In meiner Selbstwahrnehmung war ich der authentischste Mensch der Welt – zumindest verglichen mit allen anderen, die ich kenne. Und dann sagt mir mein Therapeut: “Authentizität ist ihr großes Problem.”

Ich? Nicht authentisch? Eine Unverschämtheit! Das habe ich ihm auch gesagt. Und dann angefangen, darüber nachzudenken.

Wen siehst du im Spiegel? Keine Ahnung!

Darüber, dass ich die Frage: “Wen siehst du im Spiegel?” gar nicht mehr so klar beantworten kann. Darüber, dass ich nicht ansatzweise so stark bin, wie ich vorgespielt habe. Darüber, dass mein Versteckspiel in Bezug auf meine Krankheit mir wirklich geschadet hat.

So richtig klar wurde das bei einer Gruppenübung. Jeder musste sich nacheinander hinter seinen Stuhl stellen und über sich in der dritten Person erzählen, welche Rolle diese im Alltag so spielt. Und sich danach wieder auf den Stuhl setzen und sagen, wer man wirklich ist und was man wirklich fühlt.

In dem Moment ist alles aus mir herausgebrochen. Ich war richtig erschüttert. Es war, wie wenn mir die Last eines ganzen Jahrzehnts von den Schultern genommen würde.

Und plötzlich war ich meine Rolle los

Die Konsequenz: Ich war meine Rolle los. Endlich. Ich musste nicht mehr schauspielern. (Annika hat kürzlich in ihrem Gastartikel über eine sehr ähnliche Erfahrung berichtet).

Mich selbst und die anderen nicht mehr anlügen zu müssen, war die große Befreiung – und ist es heute immer noch.

Warum? Weil ich nur dann authentisch sein kann, wenn mein Gegenüber meine ganze Geschichte kennt. Und nicht nur ein Kapitel, das mich im hellen Glanz strahlen lässt.

Der Sunnyboy darf auch Angst haben

Zu mir gehören eben Gefühle, Ängste, Trauer, Verletzlichkeit – und nicht nur die schöne heile Welt des Sunnyboys.

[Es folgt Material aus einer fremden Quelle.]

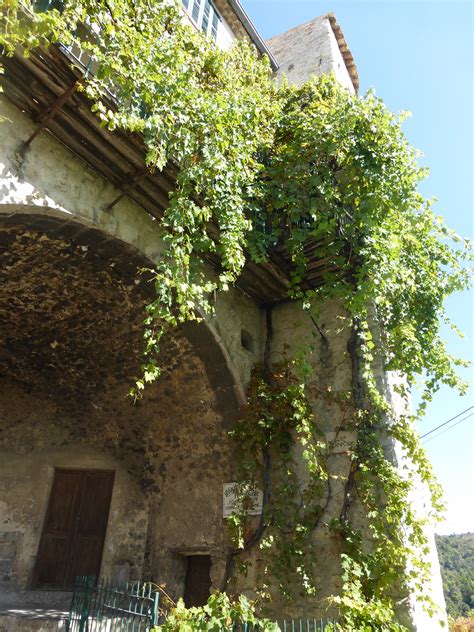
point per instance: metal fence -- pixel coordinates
(134, 607)
(103, 607)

Manchmal frage ich mich, ob ich meine Mitmenschen überfordere, wenn ich so schnell so viel von mir preisgebe. Ich mache das schon automatisch, weil ich gar nicht mehr anders kann. Weil ich leben und nicht schauspielern will.

Die interessante Erfahrung: Bis auf vereinzelte Ausnahmen sind meine Gesprächspartner unheimlich froh, dass ich mich so öffne. Zugleich scheint es wie ein Signal für mein Gegenüber zu sein, auch eigene Schwächen zuzugeben.

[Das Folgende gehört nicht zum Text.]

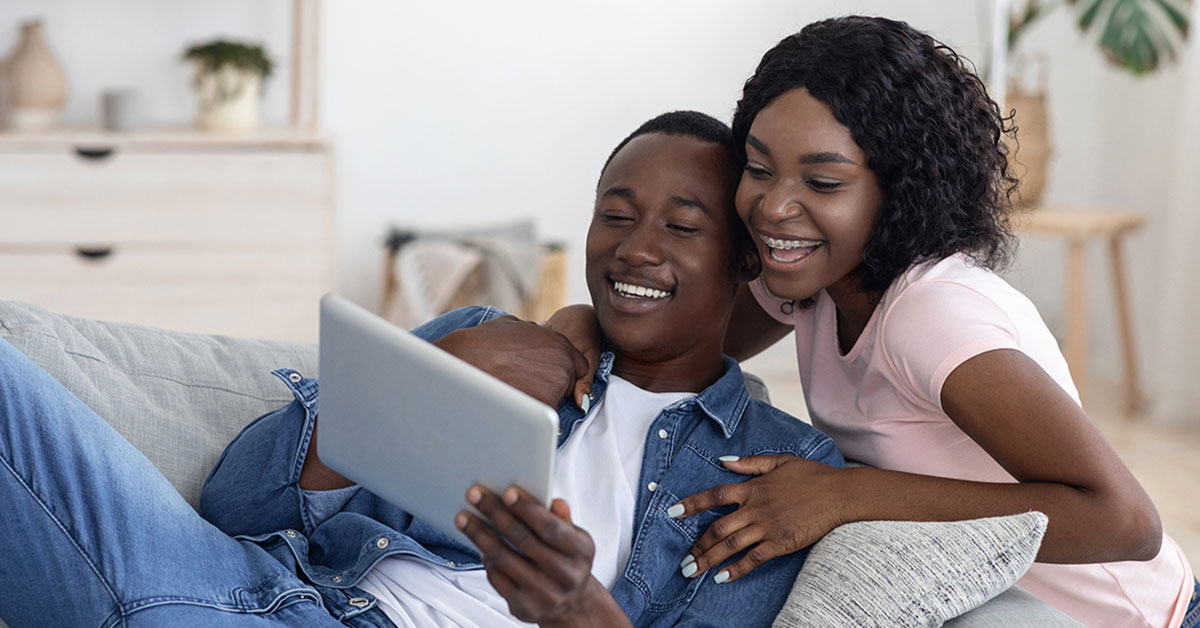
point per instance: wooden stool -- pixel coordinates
(1077, 226)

Verdammt oft habe ich deshalb erlebt, dass Gespräche, die vor zwei Jahren noch ein klassischer Smalltalk gewesen wären, unglaublich schnell an Intensität und Tiefe zugenommen haben.

“Das hätte ich bei dir nie gedacht”

Das tut richtig gut. Jeden Tag bin ich wieder erstaunt, wie viele Menschen sich mir öffnen, nur weil ich mich geöffnet habe. Und ich dann aufgrund der Dinge, die ich erfahre, plötzlich den Satz sage, den ich selbst von anderen so oft zu hören bekommen habe: “Das hätte ich ja bei dir nie gedacht.”

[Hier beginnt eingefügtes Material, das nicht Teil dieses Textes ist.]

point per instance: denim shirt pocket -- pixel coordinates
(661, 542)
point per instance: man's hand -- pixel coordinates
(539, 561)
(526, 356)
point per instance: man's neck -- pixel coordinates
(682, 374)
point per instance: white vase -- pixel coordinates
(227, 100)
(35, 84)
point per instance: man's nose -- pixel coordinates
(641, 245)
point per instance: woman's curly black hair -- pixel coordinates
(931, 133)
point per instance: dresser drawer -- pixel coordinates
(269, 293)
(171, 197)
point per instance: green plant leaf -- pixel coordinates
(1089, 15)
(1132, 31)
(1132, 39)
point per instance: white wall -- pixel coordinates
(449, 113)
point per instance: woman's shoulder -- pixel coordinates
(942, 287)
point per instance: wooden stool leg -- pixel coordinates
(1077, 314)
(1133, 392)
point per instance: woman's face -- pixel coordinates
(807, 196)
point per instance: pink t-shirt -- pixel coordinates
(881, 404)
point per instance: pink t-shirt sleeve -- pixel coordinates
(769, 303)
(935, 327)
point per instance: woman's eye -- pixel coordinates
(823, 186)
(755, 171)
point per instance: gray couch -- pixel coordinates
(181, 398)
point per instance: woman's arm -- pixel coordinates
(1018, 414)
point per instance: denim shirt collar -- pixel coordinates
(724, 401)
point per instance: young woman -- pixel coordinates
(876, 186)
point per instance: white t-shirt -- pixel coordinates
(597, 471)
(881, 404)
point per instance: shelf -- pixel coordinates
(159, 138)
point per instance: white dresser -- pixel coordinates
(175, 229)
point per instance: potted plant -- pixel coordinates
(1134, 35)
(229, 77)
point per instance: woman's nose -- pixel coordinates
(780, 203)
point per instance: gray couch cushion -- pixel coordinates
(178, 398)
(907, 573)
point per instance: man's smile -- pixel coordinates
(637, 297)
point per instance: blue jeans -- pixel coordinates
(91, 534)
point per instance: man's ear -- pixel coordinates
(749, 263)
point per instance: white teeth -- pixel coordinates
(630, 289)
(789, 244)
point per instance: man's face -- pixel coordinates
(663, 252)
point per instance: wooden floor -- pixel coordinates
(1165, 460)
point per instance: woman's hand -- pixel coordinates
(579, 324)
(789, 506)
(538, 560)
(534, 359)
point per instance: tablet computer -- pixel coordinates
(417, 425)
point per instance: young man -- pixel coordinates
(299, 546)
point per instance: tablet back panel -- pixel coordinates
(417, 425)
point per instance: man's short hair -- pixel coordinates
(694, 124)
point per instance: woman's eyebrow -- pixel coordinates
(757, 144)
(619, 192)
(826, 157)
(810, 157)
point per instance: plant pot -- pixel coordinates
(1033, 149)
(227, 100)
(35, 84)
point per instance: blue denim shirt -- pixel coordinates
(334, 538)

So wird mir mehr und mehr klar, dass die meisten Menschen in unserer “Alles-klar-alles-super”-Gesellschaft nur noch im versteckten Kämmerlein darüber reden, was sie wirklich bewegt – wenn überhaupt.

Dass die Angst, wir könnten als schwach und nicht leistungsfähig genug gelten, uns alle hemmt, Gefühle zu zeigen und in die Schauspielerei zwingt. Das ist dem Einzelnen auch gar nicht vorzuwerfen, schließlich will das Wirtschaftssystem die Starken und Unbesiegbaren.

Das Fazit

Ich kann mir ein Leben ohne meine neue Offenheit nicht mehr vorstellen. Wenn ich morgens in den Spiegel schaue, sehe ich keinen Schauspieler mehr. Außer man zählt das Faxen machen und Grimassen schneiden dazu. Dann bin ich noch Schauspieler. Aber in einer Rolle, die mir endlich gut gefällt und zu mir passt.

Wie ist es bei dir? Wen siehst du im Spiegel? Hast du dir auch schon öfter gedacht, dass du gewisse Dinge mal anderen Menschen erzählen müsstest, den Gedanken aber wieder verworfen, weil du keine Schwäche zeigen willst? Ich freue mich auf deinen Kommentar!